更新日 2011-10-02 | 作成日 2007-11-01
どこか一点を注視していると、そこは焦点が合ってクリアーに見えるのですが、その脇がぼやけている様に感じます。おや?と思ってそのぼやけているところに視点を移すと、ちゃんと焦点が合って見えます。そんな風に見えませんか?
これを見て、「見る脳・描く脳」という本で読んだ事を思い出しました。
この本によると、ヒトの網膜には光刺激を受容するための二種類の視細胞、桿体と錐体があるのだそうです。桿体は暗いところで活動し、錐体は明るいところで活動します。また、桿体は光の波長に対して感度が全て同じであるため色を識別できないのですが、錐体は赤・緑・青の光に対して感度の高い三種類が存在するため、色覚を生じる事ができるのだそうです。
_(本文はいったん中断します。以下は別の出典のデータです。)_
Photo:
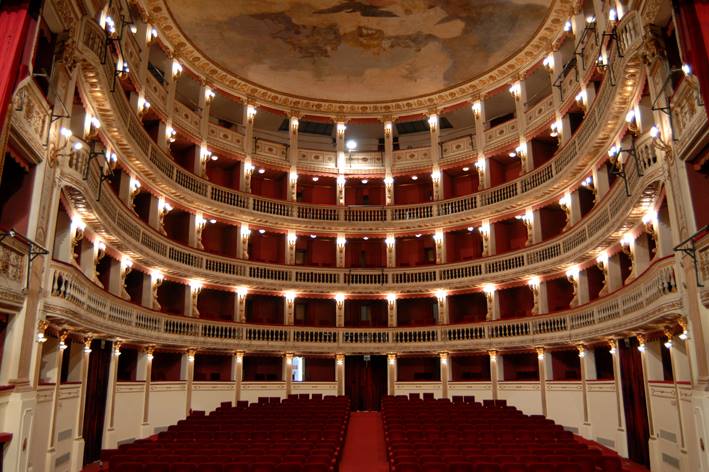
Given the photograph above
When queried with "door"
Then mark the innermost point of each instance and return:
(365, 381)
ヒトの網膜における視細胞の数は、桿体が一億二千万個あるのに対して錐体は六百万個ですので、圧倒的に桿体の数が多く、錐体はごくわずかしかありません。
この錐体は網膜の中心部のごく狭い場所、視野にして四度までのところに密集しており、その周りを桿体が取り囲んでいます。したがってヒトの網膜の特性は、中心から視野にして約四度までの範囲では色覚を生じるのですが、それより周辺部の視野では色覚を生じず、明暗を識別するのみであるという事になります。
でも私たちはそんな風に、注目しているところだけがカラーで周辺はモノクロなんていう風には見えていないですよね?これは目というセンサーから入ってきた信号をダイレクトに感じている訳ではないからです。この信号を脳が受け取って加工した結果を感じているからなのです。
この繰返し紋様は注目しているところの周辺でぼやけて見える様に私は感じるのですが、ひょっとしてそれは上記の情報処理を混乱させる要素がこの紋様には含まれていて、網膜からきた生データの特性が一部残ってしまうのが原因なのかもしれません。この混乱させる要素がわかれば、ぼやける紋様の色々なバリエーションが作れて面白そうなのですが。
この本の中に「見る脳・描く脳」の簡単な内容紹介があります。50ページの「視覚美術館へようこそ」です。お手頃な値段なので、興味を持った方はまずこちらから入るのはいかがでしょうか。
ちなみに著者は「コマネチ大学数学科」の竹内先生です。